Consumers don’t necessarily go through all the buying stages when they’re considering purchasing product. You have probably thought about many products you want or need but never did much more than that. At other times, you’ve probably looked at dozens of products, compared them, and then decided not to purchase any one of them. At yet other times, you skip stages 1 through 3 and buy products on impulse. As Nike would put, you “just do it.” Perhaps you see a magazine with Angelina Jolie and Brad Pitt on the cover and buy it on the spot simply because you want it. Purchasing a product with no planning or forethought is called impulse buying.
Impulse buying brings up a concept called level of involvement—that is, how personally important or interested you are in consuming a product. For example, you might see a roll of tape at a check-out stand and remember you need one. Or you might see a bag of chips and realize you’re hungry. These are items you need, but they are low-involvement products. Low-involvement products aren’t necessarily purchased on impulse, although they can be. Low-involvement products are, however, inexpensive and pose a low risk to the buyer if she makes a mistake by purchasing them.
Consumers often engage in routine response behavior when they buy low-involvement products—that is, they make automatic purchase decisions based on limited information or information they have gathered in the past. For example, if you always order a Diet Coke at lunch, you’re engaging in routine response behavior. You may not even think about other drink options at lunch because your routine is to order a Diet Coke, and you simply do it. If you’re served a Diet Coke at lunchtime, and it’s flat, oh well. It’s not the end of the world.
By contrast, high-involvement products carry a high risk to buyers if they fail, are complex, or have high price tags. A car, a house, and an insurance policy are examples. These items are not purchased often. Buyers don’t engage in routine response behavior when purchasing high-involvement products. Instead, consumers engage in what’s called extended problem solving, where they spend a lot of time comparing the features of the products, prices, warrantees, and so forth.
High-involvement products can cause buyers a great deal of postpurchase dissonance if they are unsure about their purchases.

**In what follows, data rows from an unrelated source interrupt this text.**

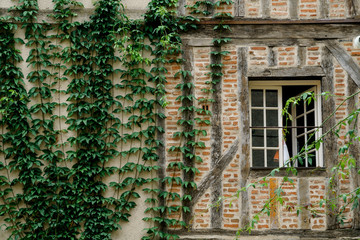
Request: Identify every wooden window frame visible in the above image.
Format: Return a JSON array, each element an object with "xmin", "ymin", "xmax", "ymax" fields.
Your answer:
[{"xmin": 249, "ymin": 80, "xmax": 324, "ymax": 168}]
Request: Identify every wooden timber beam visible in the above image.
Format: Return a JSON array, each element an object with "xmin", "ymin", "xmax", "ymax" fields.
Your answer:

Companies that sell high-involvement products are aware of that postpurchase dissonance can be a problem. Frequently, they try to offer consumers a lot of information about their products, including why they are superior to competing brands and how they won’t let the consumer down. Salespeople are typically utilized to do a lot of customer “hand-holding.”

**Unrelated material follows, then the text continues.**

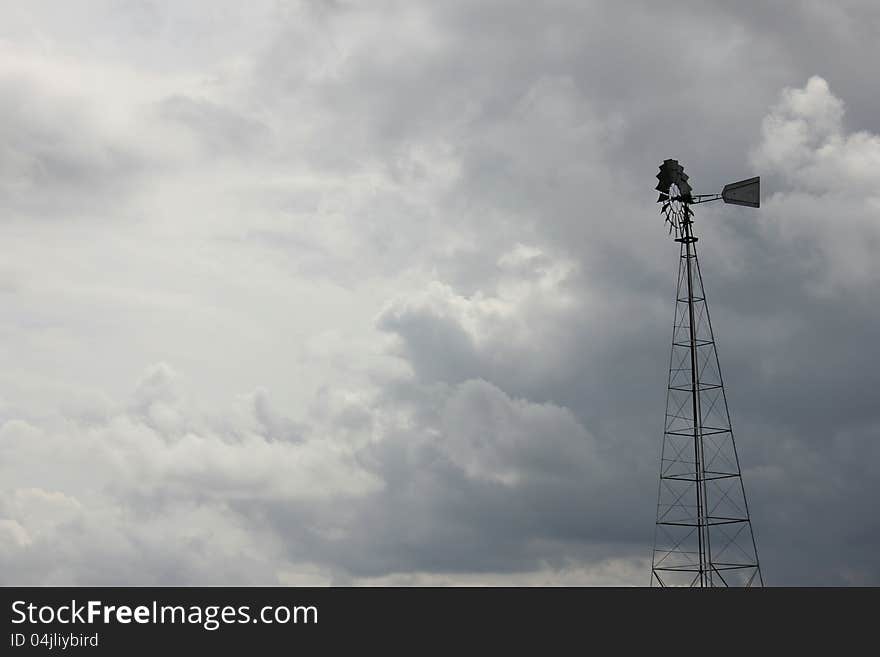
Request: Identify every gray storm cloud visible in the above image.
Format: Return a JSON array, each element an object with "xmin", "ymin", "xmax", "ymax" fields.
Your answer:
[{"xmin": 0, "ymin": 1, "xmax": 880, "ymax": 585}]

Limited problem solving falls somewhere in the middle. Consumers engage in limited problem solving when they already have some information about a good or service but continue to search for a bit more information. The backpack you’re looking to buy is an example. You’re going to spend at least some time looking for one that’s decent because you don’t want it to fall apart while you’re traveling and dump everything you’ve packed on a hiking trail. You might do a little research online and come to a decision relatively quickly. You might consider the choices available at your favorite retail outlet but not look at every backpack at every outlet before making a decision. Or, you might rely on the advice of a person you know who’s knowledgeable about backpacks. In some way you shorten the decision-making process.
Brand names can be very important regardless of the consumer’s level of purchasing involvement. Consider a low- versus high-involvement product—say, purchasing a tube of toothpaste versus a new car. You might routinely buy your favorite brand of toothpaste, not thinking much about the purchase (engage in routine response behavior), but not be willing to switch to another brand either. Having a brand you like saves you “search time” and eliminates the evaluation period because you know what you’re getting.

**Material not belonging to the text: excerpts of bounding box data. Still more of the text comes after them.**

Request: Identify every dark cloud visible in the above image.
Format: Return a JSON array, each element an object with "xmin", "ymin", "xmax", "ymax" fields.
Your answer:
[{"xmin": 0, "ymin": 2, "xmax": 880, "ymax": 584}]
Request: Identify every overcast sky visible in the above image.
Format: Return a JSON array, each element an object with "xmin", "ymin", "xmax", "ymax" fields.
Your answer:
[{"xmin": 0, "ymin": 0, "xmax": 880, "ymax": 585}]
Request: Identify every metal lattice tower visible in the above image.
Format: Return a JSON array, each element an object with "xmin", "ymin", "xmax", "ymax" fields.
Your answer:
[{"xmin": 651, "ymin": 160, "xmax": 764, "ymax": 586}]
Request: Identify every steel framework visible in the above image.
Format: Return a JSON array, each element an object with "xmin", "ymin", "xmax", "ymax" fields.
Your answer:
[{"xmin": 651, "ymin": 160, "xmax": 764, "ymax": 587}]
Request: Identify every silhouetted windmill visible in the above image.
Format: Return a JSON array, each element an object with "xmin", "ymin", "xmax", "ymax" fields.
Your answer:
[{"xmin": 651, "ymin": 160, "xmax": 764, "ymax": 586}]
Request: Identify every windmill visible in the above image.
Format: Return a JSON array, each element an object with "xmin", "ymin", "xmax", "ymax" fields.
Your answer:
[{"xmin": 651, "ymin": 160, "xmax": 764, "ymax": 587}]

When it comes to the car, you might engage in extensive problem solving but, again, only be willing to consider a certain brands or brands. For example, in the 1970s, American-made cars had such a poor reputation for quality, buyers joked that a car that’s “not Jap [Japanese made] is crap.” The quality of American cars is very good today, but you get the picture. If it’s a high-involvement product you’re purchasing, a good brand name is probably going to be very important to you. That’s why the makers of high-involvement products can’t become complacent about the value of their brands.
Consumer behavior looks at the many reasons why people buy things and later dispose of them. Consumers go through distinct buying phases when they purchases products: (1) realizing the need or want something, (2) searching for information about the item, (3) evaluating different products, (4) choosing a product and purchasing it, (5) using and evaluating the product after the purchase, and (6) disposing of the product. A consumer’s level of involvement is how interested he or she is in buying and consuming a product. Low-involvement products are usually inexpensive and pose a low risk to the buyer if she makes a mistake by purchasing them. High-involvement products carry a high risk to the buyer if they fail, are complex, or have high price tags. Limited-involvement products fall somewhere in between.
- What is consumer behavior? Why do companies study it?
- What stages do people go through in the buying process?
- How do low-involvement products differ from high-involvement products in terms of the risks their buyers face? Name some products in each category that you’ve recently purchased.